Wrapped who? Visualizing my Spotify Data in Tableau

Author

Elke Windschitl

Published

December 4, 2023

Description: Here I show the broad steps I took in Tableau to visualize my Spotify listening history in 2021/2022.

Introduction:

Who needs Spotify Wrapped when you can access your own data any time you’d like? Spotify lets users not only download a year’s worth of their own listening history through their download portal, but also pair that data with additional information in their API if so desired. In September of 2022, I decided to do the former and request a full year of my streaming history. Here, I showcase the broad steps I took to quickly wrangle the .json file in R then visualize my data in Tableau.

Methods:

I started by wrangling my data in R. I wanted to get the .json file to a .csv for ease of use in Tableau. First, though, I load a few libraries to help. dplyr helps with tidying data. jsonlite is how I read the .json file and convert to tabular. lubridate allows me to clean date-time data, and kableExtra is how I make my tables here.

Getting started in R

# Load necessary libraries
library(dplyr)
library(jsonlite)
library(lubridate)
library(kableExtra)

I pull in the first sheet of two that I received and flatten to a data frame.
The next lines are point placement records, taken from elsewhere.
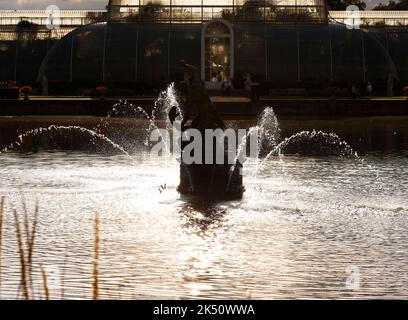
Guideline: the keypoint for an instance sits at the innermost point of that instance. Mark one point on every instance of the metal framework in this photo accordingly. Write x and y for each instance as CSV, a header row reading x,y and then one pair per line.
x,y
175,11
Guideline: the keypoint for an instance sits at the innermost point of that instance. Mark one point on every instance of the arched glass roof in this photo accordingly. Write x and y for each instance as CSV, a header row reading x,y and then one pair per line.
x,y
196,11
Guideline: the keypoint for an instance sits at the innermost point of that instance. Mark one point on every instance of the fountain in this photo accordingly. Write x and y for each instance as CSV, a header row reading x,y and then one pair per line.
x,y
206,175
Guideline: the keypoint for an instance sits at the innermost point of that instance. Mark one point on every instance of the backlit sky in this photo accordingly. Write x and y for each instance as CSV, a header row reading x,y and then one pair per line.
x,y
87,4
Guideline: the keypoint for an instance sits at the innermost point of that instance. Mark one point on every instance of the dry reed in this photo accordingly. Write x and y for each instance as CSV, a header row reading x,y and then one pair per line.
x,y
23,263
45,283
95,286
1,233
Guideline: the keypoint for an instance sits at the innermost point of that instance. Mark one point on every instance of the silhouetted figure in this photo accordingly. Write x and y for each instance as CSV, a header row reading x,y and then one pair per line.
x,y
369,89
198,102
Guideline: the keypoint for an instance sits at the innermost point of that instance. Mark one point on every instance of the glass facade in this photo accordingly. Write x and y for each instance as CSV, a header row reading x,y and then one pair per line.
x,y
149,53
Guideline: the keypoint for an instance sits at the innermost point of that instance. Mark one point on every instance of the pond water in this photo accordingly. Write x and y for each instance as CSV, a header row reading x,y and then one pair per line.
x,y
309,225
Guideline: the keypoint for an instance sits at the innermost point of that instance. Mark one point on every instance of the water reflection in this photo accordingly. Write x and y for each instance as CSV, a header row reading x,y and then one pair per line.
x,y
303,222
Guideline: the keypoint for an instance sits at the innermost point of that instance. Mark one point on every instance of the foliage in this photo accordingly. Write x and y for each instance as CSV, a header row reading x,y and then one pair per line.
x,y
393,5
343,4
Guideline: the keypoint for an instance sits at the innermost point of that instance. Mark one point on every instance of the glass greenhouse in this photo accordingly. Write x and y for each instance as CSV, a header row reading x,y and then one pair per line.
x,y
280,43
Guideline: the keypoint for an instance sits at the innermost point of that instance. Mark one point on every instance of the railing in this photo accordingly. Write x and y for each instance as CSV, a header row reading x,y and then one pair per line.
x,y
157,13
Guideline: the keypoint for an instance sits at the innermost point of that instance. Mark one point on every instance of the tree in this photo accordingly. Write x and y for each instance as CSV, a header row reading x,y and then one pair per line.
x,y
393,5
343,4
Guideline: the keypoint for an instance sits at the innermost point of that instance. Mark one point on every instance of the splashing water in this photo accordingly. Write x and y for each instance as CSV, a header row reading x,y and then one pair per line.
x,y
64,129
312,143
268,131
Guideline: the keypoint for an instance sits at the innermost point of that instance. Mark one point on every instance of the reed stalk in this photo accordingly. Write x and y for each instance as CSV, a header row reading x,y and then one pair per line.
x,y
23,263
1,233
95,273
45,284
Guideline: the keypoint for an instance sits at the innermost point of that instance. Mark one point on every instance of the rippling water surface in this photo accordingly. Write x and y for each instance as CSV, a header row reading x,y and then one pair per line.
x,y
307,227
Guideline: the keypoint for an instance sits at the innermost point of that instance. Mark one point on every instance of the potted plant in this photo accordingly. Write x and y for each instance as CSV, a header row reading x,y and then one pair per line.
x,y
332,90
406,90
26,90
9,90
102,90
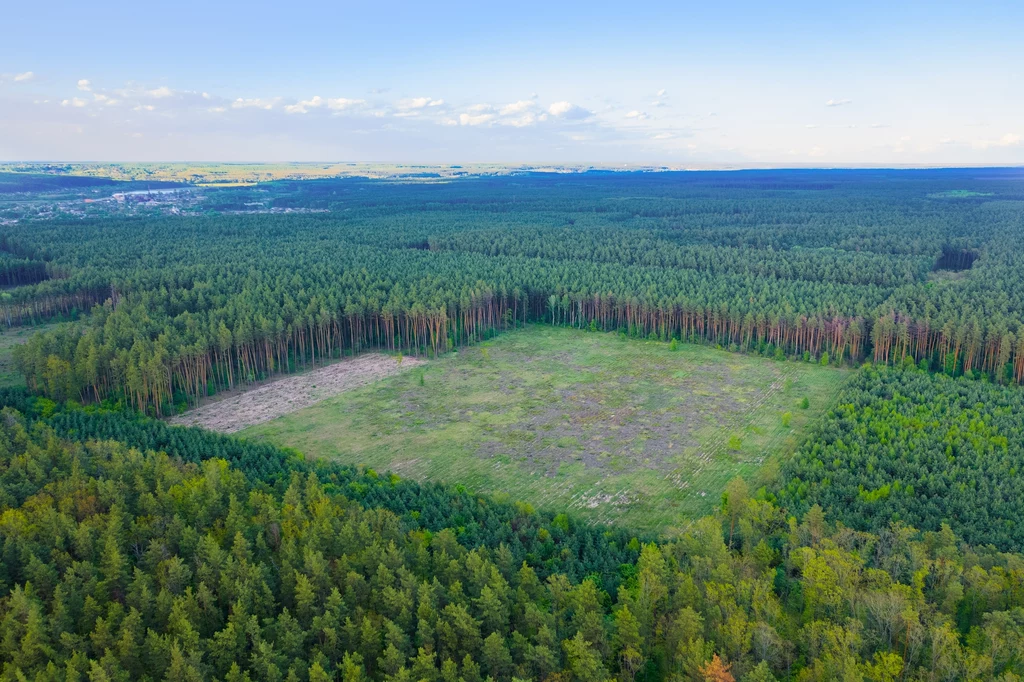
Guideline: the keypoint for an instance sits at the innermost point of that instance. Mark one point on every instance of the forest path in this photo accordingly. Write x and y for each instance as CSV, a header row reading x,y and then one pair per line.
x,y
281,396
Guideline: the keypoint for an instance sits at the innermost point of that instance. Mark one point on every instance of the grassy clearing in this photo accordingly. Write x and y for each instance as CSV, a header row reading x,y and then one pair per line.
x,y
619,431
10,337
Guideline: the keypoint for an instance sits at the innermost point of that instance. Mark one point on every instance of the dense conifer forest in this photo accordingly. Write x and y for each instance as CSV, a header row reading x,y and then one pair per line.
x,y
886,548
124,563
841,266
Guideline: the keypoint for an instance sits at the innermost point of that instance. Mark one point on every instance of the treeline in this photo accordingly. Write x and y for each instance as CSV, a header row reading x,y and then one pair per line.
x,y
549,544
923,449
121,564
189,306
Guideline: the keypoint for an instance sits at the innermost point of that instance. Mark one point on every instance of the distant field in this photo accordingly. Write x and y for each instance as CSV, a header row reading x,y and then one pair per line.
x,y
10,337
620,431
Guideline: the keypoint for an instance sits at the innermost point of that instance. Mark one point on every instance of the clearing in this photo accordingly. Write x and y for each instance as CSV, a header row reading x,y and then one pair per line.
x,y
244,408
11,337
617,430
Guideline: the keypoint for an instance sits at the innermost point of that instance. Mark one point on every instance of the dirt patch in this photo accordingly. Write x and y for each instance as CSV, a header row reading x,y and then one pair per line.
x,y
288,394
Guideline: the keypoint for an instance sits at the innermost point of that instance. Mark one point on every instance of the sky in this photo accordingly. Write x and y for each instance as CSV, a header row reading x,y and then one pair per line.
x,y
680,84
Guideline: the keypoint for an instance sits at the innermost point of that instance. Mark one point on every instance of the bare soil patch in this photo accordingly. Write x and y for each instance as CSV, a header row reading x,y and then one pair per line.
x,y
288,394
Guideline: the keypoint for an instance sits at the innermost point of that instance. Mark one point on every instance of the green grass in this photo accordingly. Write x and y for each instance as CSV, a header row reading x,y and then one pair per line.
x,y
615,430
9,338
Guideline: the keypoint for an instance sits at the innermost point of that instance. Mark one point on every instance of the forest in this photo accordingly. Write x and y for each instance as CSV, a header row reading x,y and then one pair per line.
x,y
886,548
121,562
839,266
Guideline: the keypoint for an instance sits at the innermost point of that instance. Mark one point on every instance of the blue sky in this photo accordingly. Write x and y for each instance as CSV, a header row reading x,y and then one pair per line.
x,y
681,84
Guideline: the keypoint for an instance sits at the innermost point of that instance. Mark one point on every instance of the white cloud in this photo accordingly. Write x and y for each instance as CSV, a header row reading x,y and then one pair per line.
x,y
523,121
303,105
419,102
253,102
342,103
1009,139
517,108
479,119
568,111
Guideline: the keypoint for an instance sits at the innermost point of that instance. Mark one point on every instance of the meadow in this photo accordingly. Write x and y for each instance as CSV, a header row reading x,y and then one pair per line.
x,y
617,431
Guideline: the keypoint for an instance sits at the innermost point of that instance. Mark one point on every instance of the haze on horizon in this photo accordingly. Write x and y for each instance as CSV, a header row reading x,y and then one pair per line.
x,y
681,84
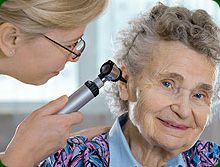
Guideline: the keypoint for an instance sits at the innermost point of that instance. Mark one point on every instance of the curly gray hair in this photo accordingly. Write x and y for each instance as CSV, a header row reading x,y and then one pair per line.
x,y
193,28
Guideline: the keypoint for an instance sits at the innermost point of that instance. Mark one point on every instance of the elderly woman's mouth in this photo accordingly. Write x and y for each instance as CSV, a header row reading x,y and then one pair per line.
x,y
173,125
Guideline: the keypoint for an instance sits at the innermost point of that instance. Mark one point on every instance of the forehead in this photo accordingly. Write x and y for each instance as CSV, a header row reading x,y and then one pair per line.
x,y
174,57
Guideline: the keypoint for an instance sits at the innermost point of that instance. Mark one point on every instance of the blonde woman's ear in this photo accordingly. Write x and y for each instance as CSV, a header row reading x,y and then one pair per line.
x,y
8,39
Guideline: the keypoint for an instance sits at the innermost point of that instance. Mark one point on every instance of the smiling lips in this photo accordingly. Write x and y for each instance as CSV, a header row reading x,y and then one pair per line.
x,y
173,125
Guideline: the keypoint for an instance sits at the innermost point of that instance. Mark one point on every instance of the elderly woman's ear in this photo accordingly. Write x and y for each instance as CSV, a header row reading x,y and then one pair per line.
x,y
127,90
8,39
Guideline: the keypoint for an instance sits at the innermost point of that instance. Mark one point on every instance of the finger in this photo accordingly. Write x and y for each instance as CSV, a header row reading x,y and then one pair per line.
x,y
91,132
54,106
72,118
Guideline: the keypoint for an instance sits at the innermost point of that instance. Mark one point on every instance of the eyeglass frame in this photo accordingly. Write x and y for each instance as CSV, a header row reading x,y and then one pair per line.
x,y
75,44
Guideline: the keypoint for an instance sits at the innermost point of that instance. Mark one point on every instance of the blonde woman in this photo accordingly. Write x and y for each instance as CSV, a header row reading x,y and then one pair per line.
x,y
37,38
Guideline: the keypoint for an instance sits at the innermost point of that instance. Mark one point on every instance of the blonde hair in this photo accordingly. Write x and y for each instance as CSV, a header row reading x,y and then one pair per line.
x,y
38,16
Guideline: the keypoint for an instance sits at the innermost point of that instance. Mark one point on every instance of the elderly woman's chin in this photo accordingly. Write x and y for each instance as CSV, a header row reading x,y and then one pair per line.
x,y
171,142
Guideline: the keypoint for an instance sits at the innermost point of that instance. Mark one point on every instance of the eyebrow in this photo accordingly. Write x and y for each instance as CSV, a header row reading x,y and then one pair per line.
x,y
173,75
206,87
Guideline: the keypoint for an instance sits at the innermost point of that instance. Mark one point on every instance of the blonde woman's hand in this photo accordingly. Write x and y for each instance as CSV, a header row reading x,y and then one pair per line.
x,y
41,134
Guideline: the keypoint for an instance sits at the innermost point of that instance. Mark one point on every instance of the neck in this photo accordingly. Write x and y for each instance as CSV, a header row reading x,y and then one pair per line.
x,y
144,152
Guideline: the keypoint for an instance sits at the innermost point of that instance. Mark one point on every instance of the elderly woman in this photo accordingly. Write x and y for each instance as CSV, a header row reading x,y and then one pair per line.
x,y
169,58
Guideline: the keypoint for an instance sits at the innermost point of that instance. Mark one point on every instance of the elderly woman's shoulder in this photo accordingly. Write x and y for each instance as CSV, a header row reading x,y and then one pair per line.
x,y
80,151
203,153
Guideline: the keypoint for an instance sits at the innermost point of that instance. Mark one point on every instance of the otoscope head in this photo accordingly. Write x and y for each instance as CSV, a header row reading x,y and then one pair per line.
x,y
111,72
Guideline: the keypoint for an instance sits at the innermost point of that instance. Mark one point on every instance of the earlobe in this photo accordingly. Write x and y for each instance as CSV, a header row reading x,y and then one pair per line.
x,y
8,39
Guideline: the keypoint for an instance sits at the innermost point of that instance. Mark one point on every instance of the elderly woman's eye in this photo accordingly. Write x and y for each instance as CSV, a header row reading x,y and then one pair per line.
x,y
167,84
199,96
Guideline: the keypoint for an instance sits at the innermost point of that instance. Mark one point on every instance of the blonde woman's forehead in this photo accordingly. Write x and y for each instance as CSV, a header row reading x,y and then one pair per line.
x,y
70,35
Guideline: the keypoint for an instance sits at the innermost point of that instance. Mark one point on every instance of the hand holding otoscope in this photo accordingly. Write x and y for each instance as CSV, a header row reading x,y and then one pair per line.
x,y
108,72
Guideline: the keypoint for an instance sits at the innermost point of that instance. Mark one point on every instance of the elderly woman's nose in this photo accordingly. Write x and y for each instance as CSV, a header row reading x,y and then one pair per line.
x,y
182,106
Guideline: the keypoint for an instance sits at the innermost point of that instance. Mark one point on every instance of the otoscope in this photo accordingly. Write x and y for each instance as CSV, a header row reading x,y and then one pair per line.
x,y
108,72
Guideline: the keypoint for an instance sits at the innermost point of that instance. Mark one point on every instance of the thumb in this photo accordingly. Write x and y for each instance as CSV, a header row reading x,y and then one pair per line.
x,y
54,106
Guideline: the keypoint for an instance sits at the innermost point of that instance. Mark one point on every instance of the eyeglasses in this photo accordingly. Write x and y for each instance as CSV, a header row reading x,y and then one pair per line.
x,y
79,47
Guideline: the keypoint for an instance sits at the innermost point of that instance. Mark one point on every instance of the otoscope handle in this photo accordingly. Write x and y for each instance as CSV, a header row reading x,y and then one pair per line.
x,y
83,95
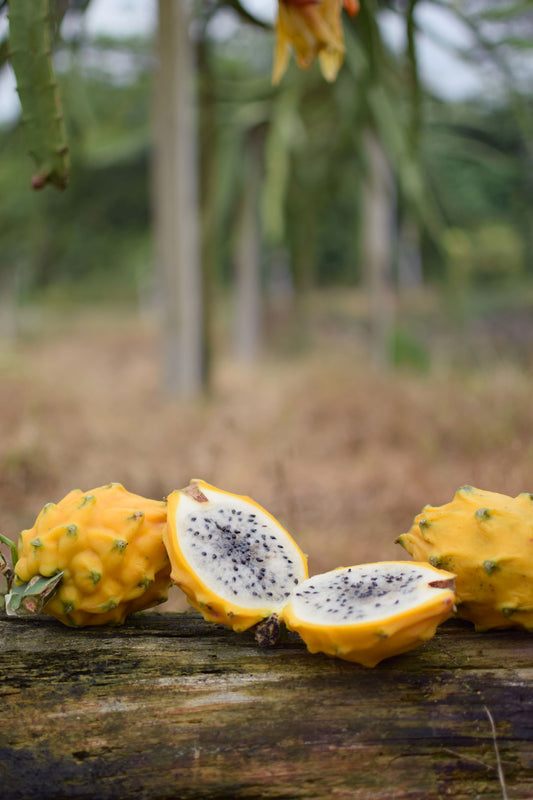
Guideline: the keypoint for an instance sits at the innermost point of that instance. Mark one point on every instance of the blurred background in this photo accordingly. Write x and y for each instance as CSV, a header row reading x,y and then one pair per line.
x,y
319,295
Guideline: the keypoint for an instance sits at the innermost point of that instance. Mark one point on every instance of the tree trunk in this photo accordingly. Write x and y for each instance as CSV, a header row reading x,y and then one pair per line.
x,y
176,206
248,300
377,236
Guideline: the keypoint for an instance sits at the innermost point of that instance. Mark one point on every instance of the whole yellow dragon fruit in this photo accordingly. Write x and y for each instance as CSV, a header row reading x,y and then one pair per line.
x,y
486,539
107,547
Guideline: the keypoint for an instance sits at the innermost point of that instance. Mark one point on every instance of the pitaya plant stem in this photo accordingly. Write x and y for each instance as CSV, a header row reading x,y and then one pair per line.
x,y
31,597
31,59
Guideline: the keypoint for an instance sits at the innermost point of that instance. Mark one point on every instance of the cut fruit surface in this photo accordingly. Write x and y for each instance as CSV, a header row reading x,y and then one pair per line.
x,y
369,612
234,561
#data_dir <- "set/data/dir"

# Read in the first JSON file as a data frame using the jsonlite package
music_data1 <- jsonlite::fromJSON(file.path(data_dir, "MyData/StreamingHistory0.json"), flatten = TRUE)
class(music_data1)

[1] "data.frame"

music_data1 %>% slice(9996:10000) %>% kable()

endTime	artistName	trackName	msPlayed
2022-07-08 00:45	John Vincent III	Next to You	256520
2022-07-08 00:48	Edwin Raphael	Isle of Strawberries	216370
2022-07-08 00:52	Bon Iver	Hey, Ma	216706
2022-07-08 00:56	Valley Maker	No One Is Missing	243718
2022-07-08 01:00	Vance Joy	Mess Is Mine	223640

I do the same with the second file.

# Read in the second JSON file as a data frame using the jsonlite package
music_data2 <- jsonlite::fromJSON(file.path(data_dir, "MyData/StreamingHistory1.json"), flatten = TRUE)
class(music_data2)

[1] "data.frame"

music_data2 %>% slice(1:5) %>% kable()

endTime	artistName	trackName	msPlayed
2022-07-08 01:08	Caiola	Alaska	225378
2022-07-08 01:08	Ashe	Moral of the Story	1343
2022-07-08 01:08	Runah	Strange	14855
2022-07-08 01:12	Filippin	Disgrace	3598
2022-07-08 01:12	alt-J	Something Good	217320

I combine the two data frames with an rbind, change the time from character to date-time for an estimate of when the song was played, then export to csv! You might notice below that there are additional fields in Tableau. These are fields that came from the API that I joined to my streaming data. Because I don’t actually use that in my visualization, I don’t show those steps here.

# Combine the two data frames
music_dat <- rbind(music_data1, music_data2) %>%
  # Change endTime from character to date-time
  mutate(endTime = (lubridate::ymd_hm(endTime)))

# Write
#write_csv(music_dat file.path(data_dir, "MyData/joined_dat.csv"))

Moving to Tableau

Great! Now I have a clean and easy to use data set. I could keep analyzing and visualizing in R, but Tableau makes data visualization super quick and easy. While it is less reproducible, it is fun to explore the data with Tableau in a point-and-click manner.

To start I load the data as a .csv into Tableau.

I start a workbook and explore how much time by minutes played I spent listenening to each artist. I sort by minutes played.

I filter to only show the top 10 artists by minutes played.

I thought it would be fun to add individual songs to the plot which is interactive in Tableau. I add Track Name as a color and annotate my most-streamed song by minutes played.

I start a second workbook and explore my minutes played throughout the year by artist.

To simplify the plot, I filter to only my top three artists by minutes played.

This is still a bit chaotic, so I aggregate to show minutes played per week of my top three artists.

I was curious about some of these peaks. I searched the release dates of albums and singles I knew were released within this time frame. I added those dates as parameters and then added the parameters as reference lines. I am definitely a binge-listener, so some of these peaks make a lot of sense.

At this point, I am happy with these two plots! I add them together in a dashboard.

Results:

Here are the final results of my work!